First, we examine the exceptions. Under the [GTCA] the state waives its sovereign immunity for the torts of state officers and employees "acting within the scope of their official duties or employment." OCGA § 50-21-24 (8) operates as an exception to this waiver and must be understood in that context. Thus, the phrase "inspection powers and functions," as used in that statute, refers to those inspection powers and functions undertaken by state officials in the performance of their official duties or employment. Such action comes within the scope of the exception, notwithstanding the source of the alleged duty to inspect.26 Similarly, the permitting exception "grants broad immunity for losses resulting from virtually any action the [s]tate DOT could take regarding," for example, authorizing a traffic light at an intersection.27 Thus, it logically follows that the inspection and permitting exceptions apply to actions taken by state actors, and the state cannot incur liability for tortious acts committed by others.28
But this does not end our inquiry. In granting the DOT’s motion to dismiss, the court relied on Dept. of Human Resources v. Coley 29 and Dept. of Human Resources v. Hutchinson .30 In Coley , a patient in a state hospital strangled another patient to death, and the plaintiff sued the Department of Human Resources, among others. The Department moved for dismissal pursuant to OCGA § 50-21-24 (7), the assault and battery exception to the waiver of sovereign immunity.31 Relying on Hutchinson ,32 we reiterated that the state was immune from liability for "any and all losses resulting from the torts enumerated in OCGA § 50-21-24 (7), regardless of who committed them."33 We also rejected the notion that the Department could be held liable for negligently hiring or supervising an employee who commits a battery, stating that [i]t is true that there may be more than one proximate cause of a plaintiff’s loss. Regardless of the number of proximate causes, however, the plaintiff sustains only one "loss." This loss cannot be apportioned among the various proximate causes, with part of the loss attributed to one event and another part attributed to a different event.34 Coley is distinguishable, because in that case there was no independent exception to the waiver of immunity which could, in certain circumstances, serve as a basis for liability.
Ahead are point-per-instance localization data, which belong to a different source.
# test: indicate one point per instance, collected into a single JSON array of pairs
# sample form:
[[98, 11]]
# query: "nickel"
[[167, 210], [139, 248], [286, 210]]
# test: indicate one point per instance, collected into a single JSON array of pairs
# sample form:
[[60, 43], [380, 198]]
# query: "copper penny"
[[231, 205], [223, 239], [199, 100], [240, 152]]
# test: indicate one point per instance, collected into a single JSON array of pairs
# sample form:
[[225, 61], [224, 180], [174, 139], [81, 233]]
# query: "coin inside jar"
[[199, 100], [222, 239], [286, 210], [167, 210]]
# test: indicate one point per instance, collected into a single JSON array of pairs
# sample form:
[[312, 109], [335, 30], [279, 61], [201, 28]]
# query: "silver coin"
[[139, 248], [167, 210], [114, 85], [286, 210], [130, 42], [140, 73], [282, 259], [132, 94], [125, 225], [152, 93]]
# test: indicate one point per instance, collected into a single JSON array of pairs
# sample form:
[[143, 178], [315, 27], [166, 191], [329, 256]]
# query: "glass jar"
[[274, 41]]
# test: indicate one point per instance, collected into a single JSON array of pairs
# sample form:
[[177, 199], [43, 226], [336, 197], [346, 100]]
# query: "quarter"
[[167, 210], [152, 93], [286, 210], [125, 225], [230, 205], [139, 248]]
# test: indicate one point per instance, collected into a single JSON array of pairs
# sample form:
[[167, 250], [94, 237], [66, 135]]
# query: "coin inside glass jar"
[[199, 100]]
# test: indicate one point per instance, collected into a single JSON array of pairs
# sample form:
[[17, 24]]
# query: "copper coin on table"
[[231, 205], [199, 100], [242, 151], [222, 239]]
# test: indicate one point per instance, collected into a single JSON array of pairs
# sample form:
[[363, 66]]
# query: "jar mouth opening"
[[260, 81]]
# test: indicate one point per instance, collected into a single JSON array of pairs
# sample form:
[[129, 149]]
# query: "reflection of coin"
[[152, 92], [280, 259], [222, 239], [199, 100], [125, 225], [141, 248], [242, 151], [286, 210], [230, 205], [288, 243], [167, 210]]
As we noted in Hutchinson , in which we held that the Department was immune from liability under the assault and battery exception for the shooting of the operator of a group home by a juvenile offender who had been placed there by the Department,35 "the government action taken, placing the juvenile in Hutchinson’s home, itself produced no loss to her; it was the juvenile’s independent tort, one specified in OCGA § 50-21-24 (7), that resulted in Hutchinson’s injury and damages."36
In the case at bar, Heller’s claims of negligent design and negligent maintenance can independently establish a waiver of sovereign immunity.37 OCGA § 50-21-24 (10) provides that the state shall not be liable for losses resulting from [t]he plan or design for construction of or improvement to highways, roads, streets, bridges, or other public works where such plan or design is prepared in substantial compliance with generally accepted engineering or design standards in effect at the time of preparation of the plan or design. There is expert testimony in the record that the DOT failed to follow generally accepted design, construction, and maintenance practices with regard to the roadway and adjacent areas, and that this deviation from the standard of care contributed to Mrs. Heller’s death. Significantly, the DOT did not move for dismissal under OCGA § 50-21-24 (10). Thus, the loss may result from negligent design or maintenance of the roadway, for which a jury may determine that the DOT is liable.38 The question is not, as in Coley , whether the loss resulted from a harm for which there is sovereign immunity.